Kurstakin molecules facilitate diesel oil assimilation by Acinetobacter haemolyticus strain 2SA through overexpression of alkane hydroxylase genes
Published in Environmental Technology, 2021
Mamadou Malick Diallo, Caner Vural, Umut Şahar, Guven Ozdemir
Tandem mass spectrometry (MS/MS) plays an important role in de novo peptide sequencing. Basic hydrolysis of the lipopeptide extract using 1 M NaOH for 24 h at room temperature gave a protonated pseudo molecular ion at m/z 927. The lactone ring opening by hydrolysis (24 h) of the lipopeptide shifted molecular mass of 907–927 [24]. Open form of the lipopeptide provides more information about the amino acid sequence in MS/MS fragmentation.
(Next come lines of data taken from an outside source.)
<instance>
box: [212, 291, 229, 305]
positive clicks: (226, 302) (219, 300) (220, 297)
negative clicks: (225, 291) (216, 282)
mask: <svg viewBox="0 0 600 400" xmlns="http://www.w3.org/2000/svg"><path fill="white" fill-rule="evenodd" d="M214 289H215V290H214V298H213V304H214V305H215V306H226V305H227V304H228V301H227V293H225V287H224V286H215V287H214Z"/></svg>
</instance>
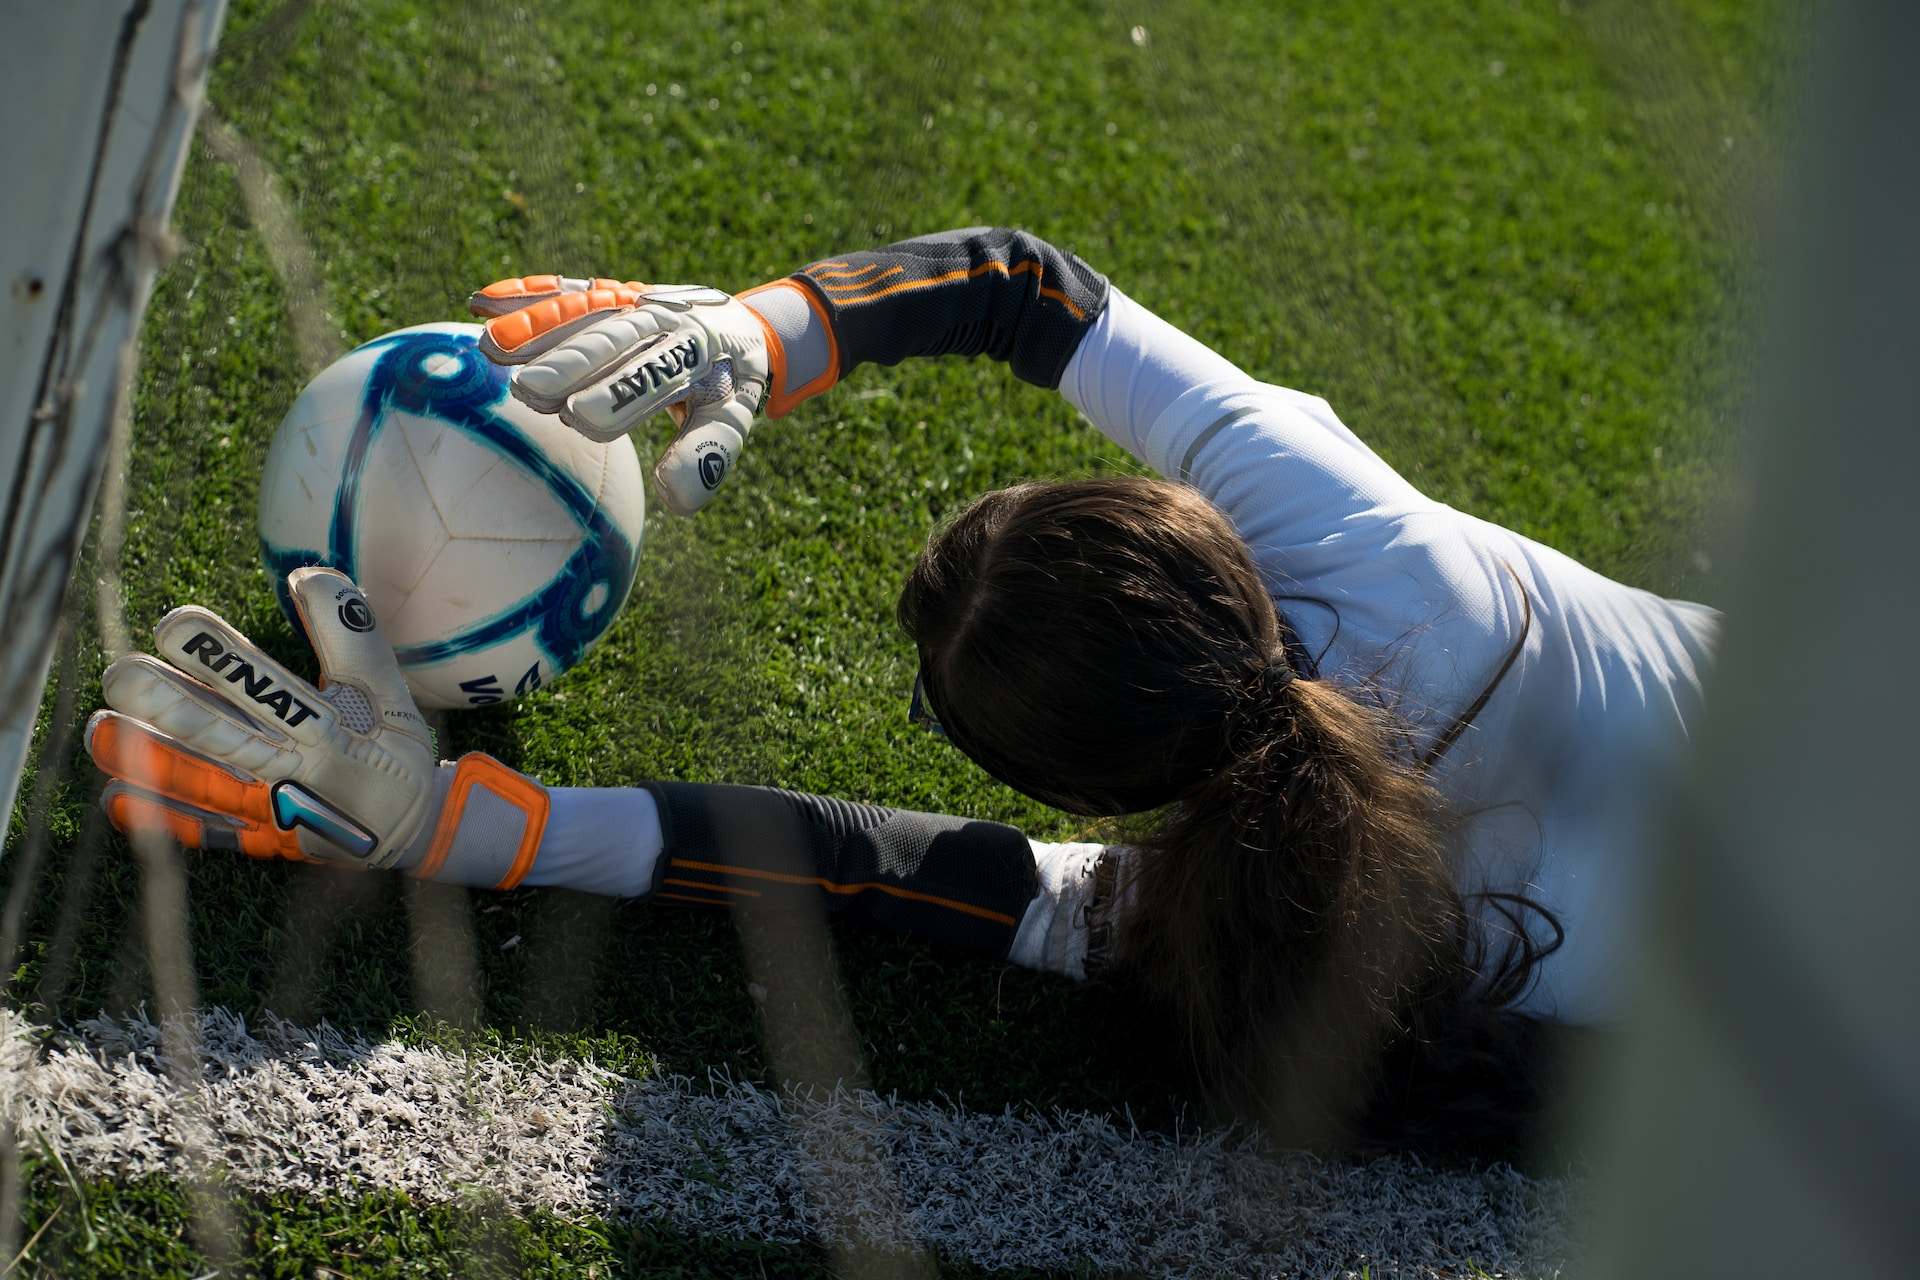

MS/MS chromatograms spectra of two lipopeptides obtained on the Ion Trap instrument are shown in Figure 2. The protonated pseudo molecular ion at m/z 927, which is open form, generates fragments at m/z 779, 650, 632, 629, 501, 414. These ions have already characterized in the literatures before [24,26]. For example, fragment ion in this study at m/z 414 reflects [His-Glu-Glu]+, and that at m/z 501 gives information about [Ser-His-Glu-Glu] + . The difference between these two ions is 87 Da, which is corresponding to Serine amino acid. The other protonated pseudo molecular ion at m/z 924 was also studied using MRM system. This lipopeptide could be the linear C13 Kurstakin means that there is no lactone ring on molecular chain. The observed fragment ions of precursor m/z 924.3 were m/z 778, 632, 499, 481, 412. All these fragment ions provide a reasonable match to the sequence of Fatty Acid-Thr-Gly-Ala-Ser-His-Gln-Gln amino acids which were strongly supported by the MS data and a previous report of lipopeptides of similar structure [35–38].